3 signs your meetings have a culture problem
Briefly

3 signs your meetings have a culture problem
"When poorly-run meetings become the norm, people begin to see them as a time with little value. But meetings are an opportunity to shape organizational culture, and not enough leaders are taking advantage of it. Most high-performing teams build strong relationships, show care for the whole person, have open and honest communications, listen to each other, clarify processes, and collaborate."
"Your meetings are transactional, not relational. Transactional meetings focus on information download without any attention to connection or collaboration. A leader monologues over dense slides, there's minimal discussion, and everyone else has their laptops out to multitask. Attendees are checked out and disengaged, and they take nothing away."
"Your meetings have toxic positivity, not candid communication. Toxic positivity looks like discussions where leaders report that projects, initiatives, or systems are on track—even when things are breaking.

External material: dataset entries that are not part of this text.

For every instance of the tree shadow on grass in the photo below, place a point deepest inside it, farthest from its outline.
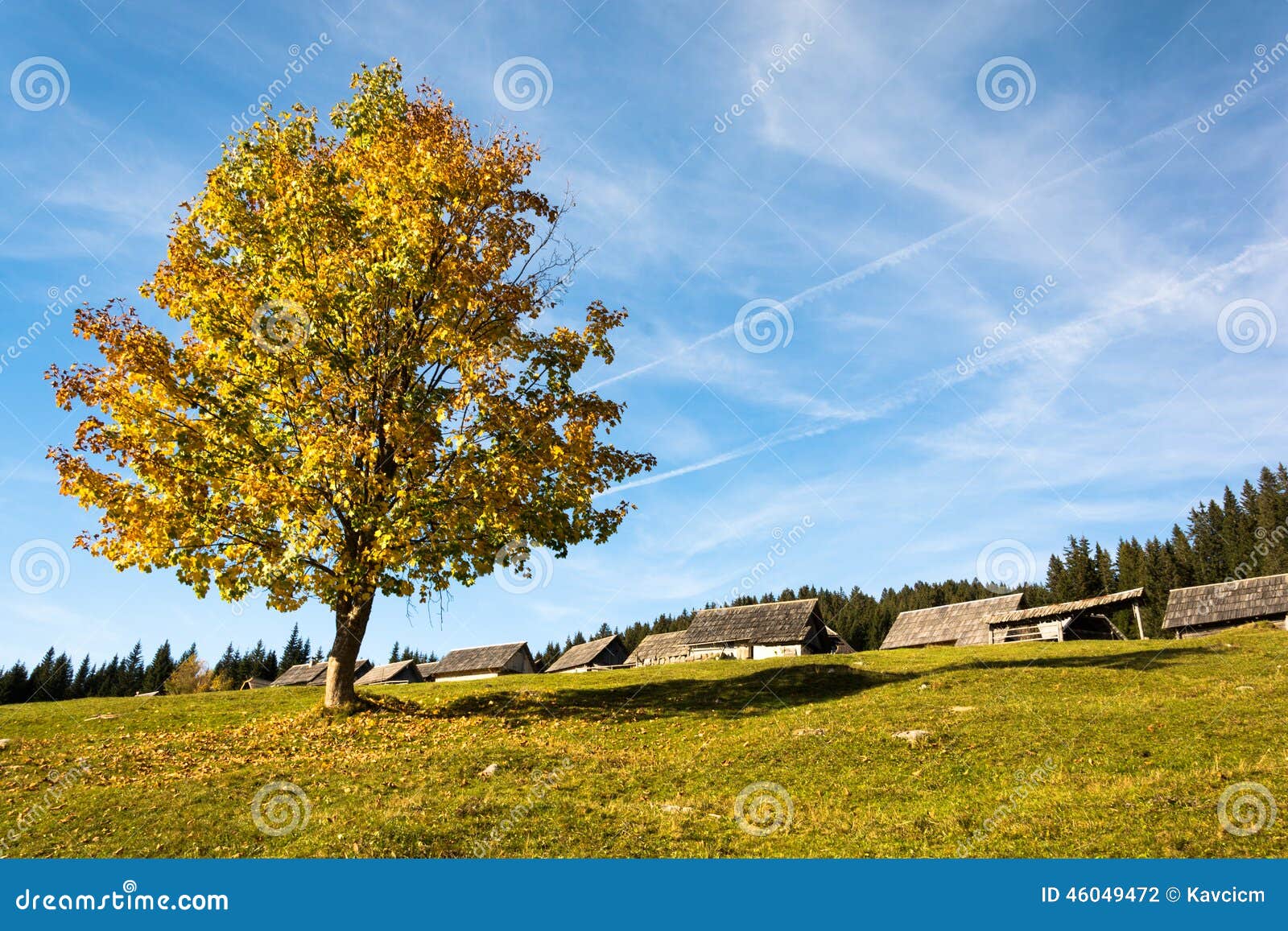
(753, 693)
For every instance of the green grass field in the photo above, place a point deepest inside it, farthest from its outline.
(1050, 750)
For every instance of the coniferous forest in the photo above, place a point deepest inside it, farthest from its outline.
(1243, 534)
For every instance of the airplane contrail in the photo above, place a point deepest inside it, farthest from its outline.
(914, 249)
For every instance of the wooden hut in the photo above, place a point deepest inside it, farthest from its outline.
(594, 654)
(392, 674)
(1208, 608)
(1084, 620)
(836, 641)
(485, 662)
(964, 624)
(660, 648)
(758, 631)
(315, 674)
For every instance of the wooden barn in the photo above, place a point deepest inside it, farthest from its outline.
(660, 648)
(1084, 620)
(1208, 608)
(392, 674)
(594, 654)
(964, 624)
(485, 662)
(759, 631)
(315, 674)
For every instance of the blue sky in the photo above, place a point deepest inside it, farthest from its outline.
(822, 216)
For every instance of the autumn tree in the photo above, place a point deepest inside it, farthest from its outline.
(365, 401)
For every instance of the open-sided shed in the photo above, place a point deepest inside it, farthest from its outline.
(964, 624)
(758, 631)
(1082, 620)
(1208, 608)
(592, 654)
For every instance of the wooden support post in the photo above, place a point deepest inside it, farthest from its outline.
(1140, 624)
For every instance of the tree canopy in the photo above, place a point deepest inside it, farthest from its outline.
(364, 401)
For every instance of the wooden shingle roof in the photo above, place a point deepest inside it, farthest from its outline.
(964, 624)
(300, 674)
(777, 622)
(657, 647)
(315, 674)
(478, 660)
(1249, 599)
(402, 671)
(603, 652)
(1113, 602)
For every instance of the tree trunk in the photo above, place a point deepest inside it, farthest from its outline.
(351, 624)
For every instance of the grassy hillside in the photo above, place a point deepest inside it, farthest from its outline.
(1051, 750)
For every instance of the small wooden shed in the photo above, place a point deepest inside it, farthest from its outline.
(315, 674)
(660, 648)
(964, 624)
(485, 662)
(758, 631)
(1082, 620)
(392, 674)
(1208, 608)
(594, 654)
(836, 641)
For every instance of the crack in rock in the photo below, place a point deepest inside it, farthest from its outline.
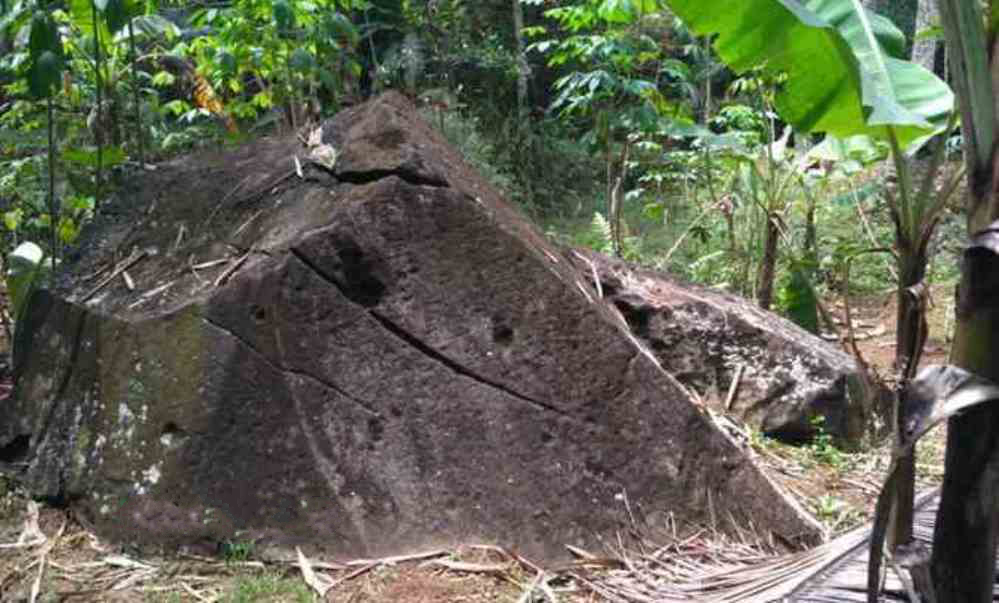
(428, 351)
(365, 405)
(371, 176)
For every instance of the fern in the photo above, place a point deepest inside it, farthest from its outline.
(600, 234)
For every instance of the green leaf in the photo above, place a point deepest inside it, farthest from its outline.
(118, 13)
(841, 70)
(301, 60)
(227, 63)
(155, 26)
(110, 156)
(26, 266)
(800, 302)
(44, 74)
(44, 36)
(284, 16)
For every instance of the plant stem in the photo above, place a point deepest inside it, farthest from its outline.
(99, 130)
(53, 208)
(135, 95)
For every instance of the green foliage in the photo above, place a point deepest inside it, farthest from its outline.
(843, 70)
(234, 551)
(275, 54)
(27, 266)
(822, 447)
(797, 299)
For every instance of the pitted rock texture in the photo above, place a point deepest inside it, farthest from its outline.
(361, 360)
(789, 381)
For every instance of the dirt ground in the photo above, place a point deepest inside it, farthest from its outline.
(45, 555)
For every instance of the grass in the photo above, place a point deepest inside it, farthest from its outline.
(268, 587)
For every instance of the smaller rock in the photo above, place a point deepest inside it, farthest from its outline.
(790, 382)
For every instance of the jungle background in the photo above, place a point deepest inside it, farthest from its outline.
(609, 122)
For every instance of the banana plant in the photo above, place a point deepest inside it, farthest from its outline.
(844, 73)
(46, 62)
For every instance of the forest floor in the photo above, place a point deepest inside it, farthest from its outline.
(45, 550)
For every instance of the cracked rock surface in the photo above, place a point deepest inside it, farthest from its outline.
(362, 359)
(787, 379)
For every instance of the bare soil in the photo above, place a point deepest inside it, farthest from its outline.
(71, 564)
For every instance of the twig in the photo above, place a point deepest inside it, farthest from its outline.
(222, 278)
(596, 277)
(248, 222)
(117, 271)
(210, 264)
(734, 386)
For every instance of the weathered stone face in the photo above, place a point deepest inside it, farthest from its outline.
(389, 358)
(788, 379)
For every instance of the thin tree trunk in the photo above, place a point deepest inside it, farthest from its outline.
(768, 267)
(964, 540)
(924, 50)
(522, 67)
(99, 131)
(910, 337)
(134, 57)
(53, 205)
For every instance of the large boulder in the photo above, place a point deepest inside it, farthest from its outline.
(364, 353)
(739, 359)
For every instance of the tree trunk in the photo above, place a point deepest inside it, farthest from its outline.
(768, 267)
(910, 337)
(522, 67)
(924, 51)
(964, 539)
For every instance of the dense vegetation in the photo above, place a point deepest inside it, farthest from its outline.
(616, 127)
(787, 150)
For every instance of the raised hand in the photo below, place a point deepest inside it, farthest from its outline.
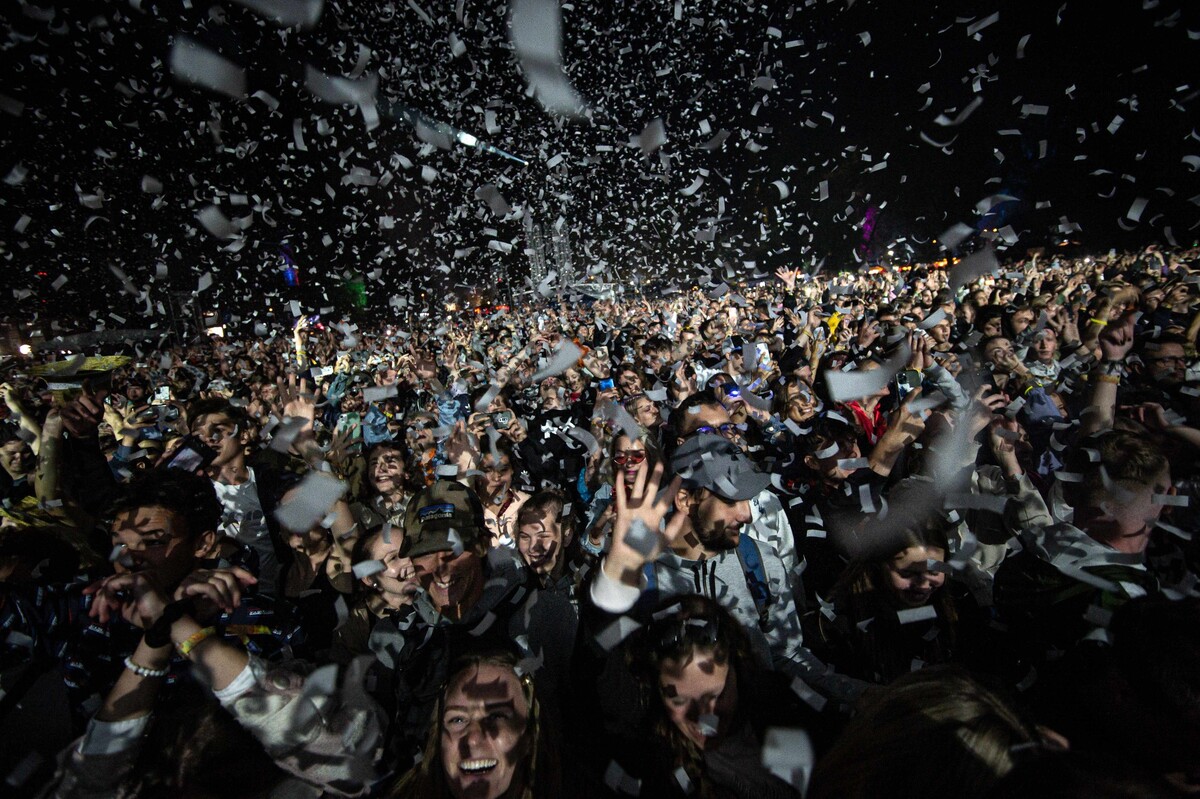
(222, 588)
(1117, 338)
(787, 276)
(298, 400)
(637, 517)
(82, 415)
(983, 408)
(130, 595)
(868, 332)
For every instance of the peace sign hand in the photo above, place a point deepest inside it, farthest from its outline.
(639, 515)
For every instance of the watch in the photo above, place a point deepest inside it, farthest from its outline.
(157, 635)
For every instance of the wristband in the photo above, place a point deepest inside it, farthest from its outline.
(157, 635)
(195, 640)
(142, 671)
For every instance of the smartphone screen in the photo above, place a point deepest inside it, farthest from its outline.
(191, 456)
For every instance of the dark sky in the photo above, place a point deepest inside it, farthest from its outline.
(111, 158)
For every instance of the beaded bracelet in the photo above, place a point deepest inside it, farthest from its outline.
(142, 671)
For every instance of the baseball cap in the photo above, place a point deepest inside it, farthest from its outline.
(715, 463)
(447, 516)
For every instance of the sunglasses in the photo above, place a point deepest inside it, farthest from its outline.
(726, 430)
(629, 457)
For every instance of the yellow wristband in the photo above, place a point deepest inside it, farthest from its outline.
(195, 640)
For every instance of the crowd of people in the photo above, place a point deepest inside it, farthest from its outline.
(915, 533)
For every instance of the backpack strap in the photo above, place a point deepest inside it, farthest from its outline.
(649, 596)
(755, 574)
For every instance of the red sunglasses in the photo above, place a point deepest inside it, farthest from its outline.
(629, 457)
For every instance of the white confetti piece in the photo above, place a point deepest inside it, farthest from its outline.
(193, 64)
(844, 386)
(367, 568)
(537, 35)
(313, 500)
(913, 614)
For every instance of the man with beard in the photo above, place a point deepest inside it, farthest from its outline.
(163, 529)
(707, 554)
(1159, 373)
(471, 596)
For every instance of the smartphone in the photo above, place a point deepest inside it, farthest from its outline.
(191, 456)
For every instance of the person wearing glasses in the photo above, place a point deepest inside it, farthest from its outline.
(707, 706)
(629, 457)
(705, 414)
(889, 610)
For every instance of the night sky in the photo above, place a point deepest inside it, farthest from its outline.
(136, 186)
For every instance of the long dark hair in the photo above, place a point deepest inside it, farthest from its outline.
(684, 626)
(539, 773)
(862, 592)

The result is that no one discusses what truly needs to be handled to address issues."
Meeting culture in corporate America has deteriorated significantly, with employees attending three times more meetings than pre-pandemic levels, 60% being ad hoc, and 71% multitasking during them. Poorly-run meetings undermine organizational culture and employee engagement. High-performing teams demonstrate strong relationships, open communication, active listening, and collaboration—behaviors that should be prioritized in meetings but often are not. Three critical signs indicate meetings need redesign: they drain rather than energize participants, focus on transactional information transfer rather than relational connection, and feature toxic positivity instead of candid communication about real challenges. Leaders can reshape organizational culture by intentionally redesigning meetings to foster genuine engagement and honest dialogue.